Process – rollback with splits

Consider this scenario, your application has a utility field that is used by all form elements that take the form of a dropdown, and this amounts to about 200 consumers. This utility field is considered legacy, it does not follow new gen practices / use frameworks that have recently been adopted by your development team.

You get assigned a task to migrate this utility field. Now imagine you have completed the migration, your peers have reviewed and approved the implementation, and QA have tested for regressions. No regressions were found, so eventually this change lands in production.

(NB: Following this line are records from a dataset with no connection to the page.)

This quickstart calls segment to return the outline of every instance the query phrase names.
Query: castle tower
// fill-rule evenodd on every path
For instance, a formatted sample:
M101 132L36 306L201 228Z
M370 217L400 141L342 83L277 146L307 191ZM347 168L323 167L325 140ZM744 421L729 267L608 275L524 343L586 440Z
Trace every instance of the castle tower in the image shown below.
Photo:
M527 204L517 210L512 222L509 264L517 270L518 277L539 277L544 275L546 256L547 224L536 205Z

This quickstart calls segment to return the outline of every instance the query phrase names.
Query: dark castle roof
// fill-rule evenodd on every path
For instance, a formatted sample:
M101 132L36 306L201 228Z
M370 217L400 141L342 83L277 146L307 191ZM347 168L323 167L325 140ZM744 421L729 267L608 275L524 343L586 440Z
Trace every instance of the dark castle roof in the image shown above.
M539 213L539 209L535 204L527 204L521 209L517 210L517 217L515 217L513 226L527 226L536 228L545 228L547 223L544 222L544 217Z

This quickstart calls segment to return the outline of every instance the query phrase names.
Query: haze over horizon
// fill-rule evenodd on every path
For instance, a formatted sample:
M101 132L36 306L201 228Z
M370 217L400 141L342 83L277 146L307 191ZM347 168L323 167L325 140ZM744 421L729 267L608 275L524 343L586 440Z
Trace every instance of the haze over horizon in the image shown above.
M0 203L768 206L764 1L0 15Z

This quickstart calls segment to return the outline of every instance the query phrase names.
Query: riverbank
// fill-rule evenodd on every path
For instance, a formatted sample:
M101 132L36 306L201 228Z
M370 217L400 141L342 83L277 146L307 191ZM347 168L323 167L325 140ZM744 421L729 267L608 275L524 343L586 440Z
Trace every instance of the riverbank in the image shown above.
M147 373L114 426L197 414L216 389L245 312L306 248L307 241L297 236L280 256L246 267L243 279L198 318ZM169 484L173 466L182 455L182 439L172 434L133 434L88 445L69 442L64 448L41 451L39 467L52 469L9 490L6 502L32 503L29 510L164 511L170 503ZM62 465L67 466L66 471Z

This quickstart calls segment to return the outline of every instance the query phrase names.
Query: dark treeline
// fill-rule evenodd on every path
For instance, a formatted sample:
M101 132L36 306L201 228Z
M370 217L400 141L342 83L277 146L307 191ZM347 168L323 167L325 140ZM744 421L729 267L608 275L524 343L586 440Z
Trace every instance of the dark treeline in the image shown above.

Two weeks later you are informed that one of the users (a company) of the platform has raised a critical issue on production, and investigation points to your recent migration work as the culprit. This has been raised as a critical issue because the issue is costing the user $$$ for every minute it remains. You decide that the most pragmatic solution is to rollback now, then investigate a fix later in the comfort of the development environment. This normally looks like this:

  1. push rollback commit to dev branch
  2. get an approval from peers
  3. rerun regression testing on development
  4. merge change to release branch
  5. run a hot fix deployment to production
  6. rerun regression testing on production
  7. communicate and document the rollback

This isn’t ideal, there are many steps here, and depending on how long things like deployments take, this might be far from a quick fix. It may also involve efforts from multiple departments like development, QA, devops, management etc.

Let’s consider a different approach, what if we put the migration work behind a split? A split is essentially a realtime opt in/ opt out wrapping that can be added to a segment of code. So in this case we could create our migrated component, and instead of deleting the old version and replacing it with the new version, we would keep the old version and put the mechanic that switches to the new version behind a split.

So let’s run through the same scenario and see how many steps we need using this approach.

  1. update split change in realtime
  2. rerun regression testing on production
  3. communicate split change

Not only was this achieved with less than half the steps, but is also probably about 100 times faster, with much less that can go wrong. The split change also does not require a developer, the split could easily be updated by an engineering manager, or even a more product/ UX focused team member.

If you like the sound of this approach, checkout platforms like Unleash and Split that can help you get started.